For now, the Dodgers plan to open with Broxton as their closer and fellow All-Star Hong-Chih Kuo as his setup man. They will be joined in the bullpen by last year's opening day starter, Vicente Padilla; newly signed free-agent workhorse Matt Guerrier; newly acquired swing man Blake Hawksworth, who could move to the rotation on short notice if someone is injured; and Ronald Belisario.

That leaves about seven guys to fight it out over what probably will be one spot. The favorites among that group are lefty Scott Elbert, non-roster lefty Ron Mahay and rookie phenom Kenley Jansen. The competition is so tight, in fact, that John Ely, Carlos Monasterios, Travis Schlichting and Ramon Troncoso, all of whom saw at least some big league time in 2010, probably don't have much of a shot.

If Navarro and Rod Barajas stay healthy, all other catchers in camp are just that: catchers in camp. And that means an all-too-familiar destiny for A.J. Ellis, the longtime Dodgers catching prospect who has proven to be an adequate major leaguer offensively and defensively -- he posted a .363 on-base percentage in 44 games last year -- but who is all but certain to again start the season in Triple-A.

Five infield spots are set, including starters Uribe, James Loney, Casey Blake and Rafael Furcal and backup Jamey Carroll; as are five outfield spots, with returning starters Matt Kemp and Andre Ethier, returning backup Jay Gibbons and newly signed veterans Gwynn and Thames. Add that to the pitchers and catchers, and you have 23 roster spots that have basically been claimed, and one of those will go to the winner of that aforementioned free-for-all in the pen.

So who gets the final place on the opening day roster?

It could be an infielder.
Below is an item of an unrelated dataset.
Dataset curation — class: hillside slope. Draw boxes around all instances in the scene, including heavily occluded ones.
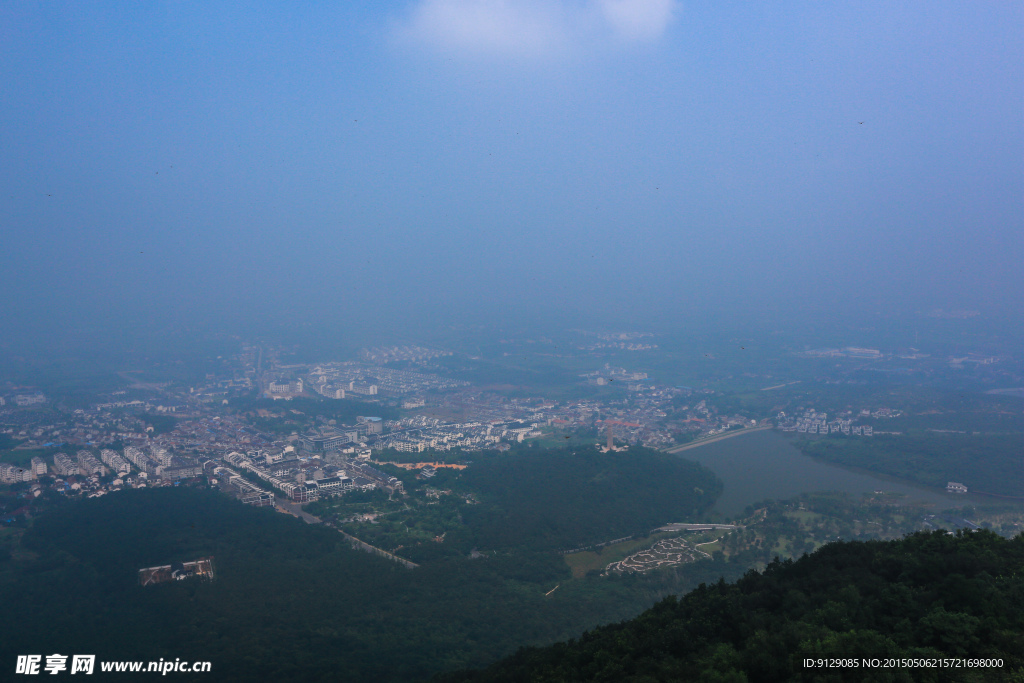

Longtime prospect Ivan De Jesus Jr., who is healthy after breaking his left leg in a spring-training B-game two years ago, will compete with non-roster veterans Juan Castro and Aaron Miles. Career minor leaguer Justin Sellers, who had a .371 OBP in 90 games with Triple-A Albuquerque last year, is also in that mix.

Or, it could be an outfielder. Longtime prospect Xavier Paul is out of minor league options, and while he has never been particularly impressive during his limited time in the majors, he is talented enough that the Dodgers might not be able to get him through waivers. The Dodgers also added other outfielders with big league experience this winter in Eugenio Velez and Gabe Kapler, but they are on minor league contracts and probably are long shots to make the opening day roster.

Gibbons' ability to play first base and the outfield could be a factor in the ultimate decision as to whether to go with five infielders and six outfielders or vice versa. But although Gibbons' contract is technically a major league deal, the fact that he has to actually make the club to get the last $250,000 of his $650,000 salary means he isn't viewed as a lock. If he has a bad spring and the Dodgers cut him loose, that would open a spot for an outfielder -- presumably Paul -- and another utility infielder. Thames could serve as the backup first baseman if Gibbons isn't around.

The landscape could change dramatically over the next six weeks, of course, but the volatility that usually accompanies spring training with the Dodgers just doesn't appear to be there this time.

It might make for a quiet spring, but for a team that has been besieged in recent years by distractions, that could be just what the Dodgers need.